On Jan. 7, 1789, the first U.S. presidential election was held – sort of. While generally considered to be the date of the first election, Jan. 7 was actually the deadline established for the original states to elect their electors. Those electors then cast their vote in February as part of the Electoral College.
George Washington overwhelmingly won that first election and was inaugurated in April 1789. Washington’s trip from his home of Mount Vernon to Philadelphia and then to Federal Hall in New York City, where the inauguration took place, was marked by parades, crowds and honorary escorts – despite the fact that the inauguration and election, itself, were both much smaller affairs than today.
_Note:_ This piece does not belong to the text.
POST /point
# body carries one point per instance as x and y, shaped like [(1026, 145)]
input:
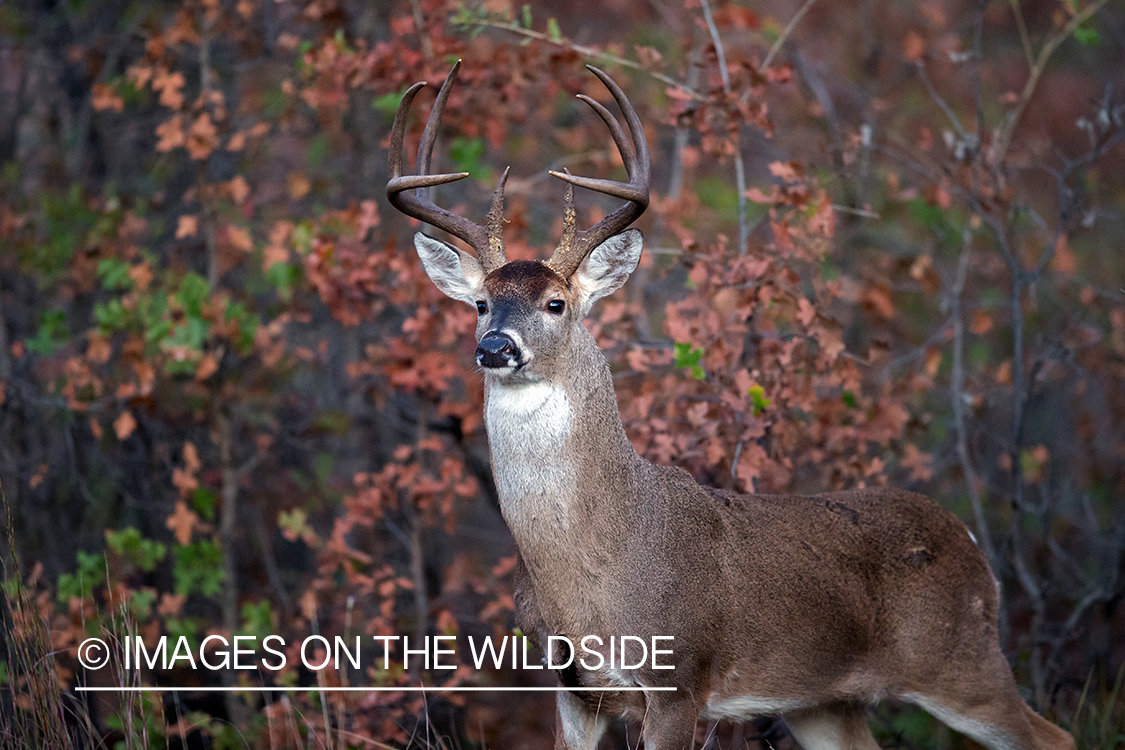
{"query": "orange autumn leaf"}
[(102, 97), (182, 522), (201, 137), (170, 87), (187, 226), (919, 463), (914, 46)]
Today, the Electoral College is still used, despite criticism, and voting is no longer limited to white male landowners. Presidential campaigns have also become large events that often inspire people to travel to election battlegrounds to support their chosen candidates. Iowa, which holds its primary election first, often hosts fairs and events that draw candidates and campaigners.
Presidential inauguration events, typically star-studded, attract visitors from around the country. In January 2013, nearly 1 million people came to Washington, D.C., for the inauguration. It is also common for supporters to rally in agreed-upon locations on Election Day. In 2008, 240,000 people gathered in Chicago’s Grant Park for Barack Obama’s victory speech.